The world’s largest automaker said on Wednesday that operating profit came in at ¥1.2tn ($7.9bn) for the three months ending in December — its fiscal third quarter — down 27 per cent on the same period a year ago and falling short of analysts’ forecasts.
However, the company boosted its full-year operating profit forecast by ¥400bn ($2.6bn) to ¥4.7tn due to its efforts to improve on product competitiveness and supplier costs.
The Japanese automaker retained its sales crown for a fifth year in 2024 as it sold 10.8mn vehicles in 2024, while slipping from 11.2mn a year earlier.
But the third-quarter results echoed a softening of demand and intensifying competition from Chinese rivals such as BYD across the auto industry, which has damaged competitors such as Volkswagen, Nissan and Stellantis and led to disappointing sales at Tesla.
While most foreign automakers are retreating from the Chinese market, squeezed out by competition from local upstarts, Toyota is planning to double down.
On Wednesday, it unveiled a new battery and electric car company in Shanghai that would have capacity to produce 100,000 units, starting with the Lexus brand, with production set to begin in 2027.
Shares in Toyota rose 1.4 per cent on the increase to the full-year profit forecast.
Toyota has benefited from its sales of hybrid vehicles, which US consumers have been gravitating towards over the past three years, even as its slips from a period of record earnings.
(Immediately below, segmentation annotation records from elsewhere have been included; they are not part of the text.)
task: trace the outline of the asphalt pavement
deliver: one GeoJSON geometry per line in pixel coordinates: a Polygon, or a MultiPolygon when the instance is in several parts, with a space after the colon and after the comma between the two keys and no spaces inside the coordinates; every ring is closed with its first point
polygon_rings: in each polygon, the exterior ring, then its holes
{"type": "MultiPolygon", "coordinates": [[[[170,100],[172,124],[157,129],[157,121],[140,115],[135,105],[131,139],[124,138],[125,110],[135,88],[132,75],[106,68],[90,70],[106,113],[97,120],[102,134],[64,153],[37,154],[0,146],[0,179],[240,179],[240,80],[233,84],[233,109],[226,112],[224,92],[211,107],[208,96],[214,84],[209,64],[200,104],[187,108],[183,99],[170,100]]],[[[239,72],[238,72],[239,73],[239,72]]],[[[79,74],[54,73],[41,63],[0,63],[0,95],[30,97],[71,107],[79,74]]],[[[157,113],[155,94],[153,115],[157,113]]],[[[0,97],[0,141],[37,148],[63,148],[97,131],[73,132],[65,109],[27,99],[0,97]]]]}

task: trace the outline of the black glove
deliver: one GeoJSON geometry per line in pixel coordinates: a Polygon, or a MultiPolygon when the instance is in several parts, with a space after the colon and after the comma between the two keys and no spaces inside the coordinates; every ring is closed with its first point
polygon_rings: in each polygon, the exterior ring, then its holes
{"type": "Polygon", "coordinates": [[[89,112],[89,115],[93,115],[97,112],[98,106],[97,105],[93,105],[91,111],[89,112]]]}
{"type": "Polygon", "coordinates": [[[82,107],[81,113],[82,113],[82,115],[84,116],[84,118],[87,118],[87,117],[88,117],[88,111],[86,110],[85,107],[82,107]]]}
Overall sales suffered in the first half of its financial year because of certification issues concerning its subsidiary Hino Motors.
Analyst and investor attention will be focused on how Toyota, which has large plants in Canada and Mexico, will manage its strategy for production and investment in North America and navigate the potential threat of US tariffs.
The company donated $1mn to Donald Trump’s inauguration as president and it has unveiled a promise of $10bn of investment in US manufacturing, It has also said it is ready to ship initial products from its battery plant in North Carolina — its first outside Japan and costing almost $14bn to build.